Small, growing nonprofits are intriguing to me because many are truly mission-driven, innovative, entrepreneurial and intent on making an impact by changing some system. To survive financially, make an impact on their mission and find their place among all of the other organizations doing good work is a significant challenge. My first hand experience in understanding just how signifcant is in the work I do as a board member of The Talking Farm, a Chicago-area nonprofit focused on facilitating sustainable production and appreciation of locally grown foods in area urban and suburban communities. But through my role teaching a graduate course in knowledge management at Northwestern University, I have also had the opportunity to engage in discussion about knowledge management with a wide range of small or mid-size growing nonprofits.

Often the conversation begins because of a felt need to improve generally how things are shared across the organization, or more specifically about sharing “best practices.” The focus on best practices is particularly interesting to me: How can an organization inventing new ways of doing things in a complex environment even have best practices? (One of my pet peeves, clearly. Let’s first focus on discovering practices that seem to work, and understanding why they do…)

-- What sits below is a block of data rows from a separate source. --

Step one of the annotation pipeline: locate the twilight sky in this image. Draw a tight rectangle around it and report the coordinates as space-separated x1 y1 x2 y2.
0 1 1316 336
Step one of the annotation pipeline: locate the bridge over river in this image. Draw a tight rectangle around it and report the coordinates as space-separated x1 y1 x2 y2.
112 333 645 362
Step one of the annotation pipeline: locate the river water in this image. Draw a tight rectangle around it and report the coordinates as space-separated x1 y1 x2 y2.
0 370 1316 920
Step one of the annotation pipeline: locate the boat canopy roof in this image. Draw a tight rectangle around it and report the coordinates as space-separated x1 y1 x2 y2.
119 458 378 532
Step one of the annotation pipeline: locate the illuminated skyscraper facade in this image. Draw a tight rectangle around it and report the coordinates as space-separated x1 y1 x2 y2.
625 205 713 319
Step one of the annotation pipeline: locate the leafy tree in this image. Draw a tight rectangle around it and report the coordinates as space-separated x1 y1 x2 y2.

But what the people I speak with often discount is the huge value that comes from dialogue and sense-making — and the fact that they are likely already engaged in very effective practices that help them make sense of their work and the environment in which they operate. They have built tremendous social and professional networks. They meet and share stories routinely. They reach outside of their own arena of practice to learn and discover.

So yes, there are lots of things a KM practitioner might recommend to these nonprofits to help improve their knowledge sharing capabilities. But I think the starting point needs to be establishing a clear understanding of what practices — recognized or not — help them currently make sense of their environment. And then carefully add things to the mix by asking first: How does THIS [new activity or technology] help us make sense of our work?

[For more on this topic of sense-making and KM, and the recent inspiration for my thinking here, see Jack Vinson's Make sense personally and with the group, and the work of Harold Jarche and Luis Suarez as referenced in Luis' recent post on personal knowledge management.]

Taking the stairs

The coffee is kicking in this a.m. and I was struck by the points-of-view represented in two links shared by people I follow on Twitter. I happened to open these links in succession.

The first (shared by KM blogger Jack Vinson) is a thoughtful piece from John Bordeaux of Bordeaux Associates: On Change, or Why They Hate You. The second is a video link shared by Michelle Frisque, who I know as a graduate student in the Master’s Program in Learning & Organizational Change at Northwestern University. It’s an example of using design (and fun) to change people’s behaviors – in this case, encouraging people to take the stairs rather than an escalator.

Take a look at both. Ok: Now discuss.